After years of economic mismanagement, Turkish President Recep Tayyip Erdogan this month replaced his central bank governor and finance minister—and promised change. Turkey needs better economic policy, but Mr. Erdogan’s political control will undermine domestic reform.
Consider the story of Halkbank , Turkey’s second largest state-owned lender. The bank allegedly ran a long-time $20 billion scheme to avoid U.S. sanctions against Iran. Federal prosecutors in Manhattan have been investigating the case for years and charged several Turkish officials. A key witness accused Mr. Erdogan of personally approving the sanctions busting, though he and the bank have denied wrongdoing.
Mr. Erdogan reportedly pressured President Trump to drop the case and grant immunity to those involved, but in October 2019 federal prosecutors charged the bank “with fraud, money laundering, and sanctions offenses.” Last month a federal judge declined to dismiss the case.
A verdict could come in 2021 or 2022, and Mr. Erdogan is likely to pressure Joe Biden in the interim. We trust the new President would make clear that American courts are independent. If the U.S. fines the bank for the amount it allegedly helped launder, that could mark the end of the lender.
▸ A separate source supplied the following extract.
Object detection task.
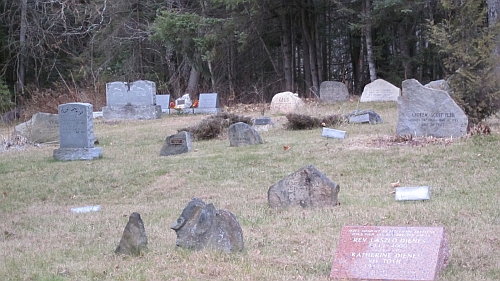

Separately last month, a U.S. federal judge ruled that a case can proceed against Kuveyt Turk bank, which allegedly aided the Palestinian terrorist organization Hamas. The surviving children of Eitam and Naama Henkin, who died in a Hamas attack five years ago, are not American citizens. But the judge ruled they can sue Kuveyt Turk in an American court under the Justice for United States Victims of State Sponsored Terrorism Act. Countless others who have suffered at the hands of groups like Hamas have taken note of this ruling, and Turkey’s notoriously permissive banks could become besieged with lawsuits.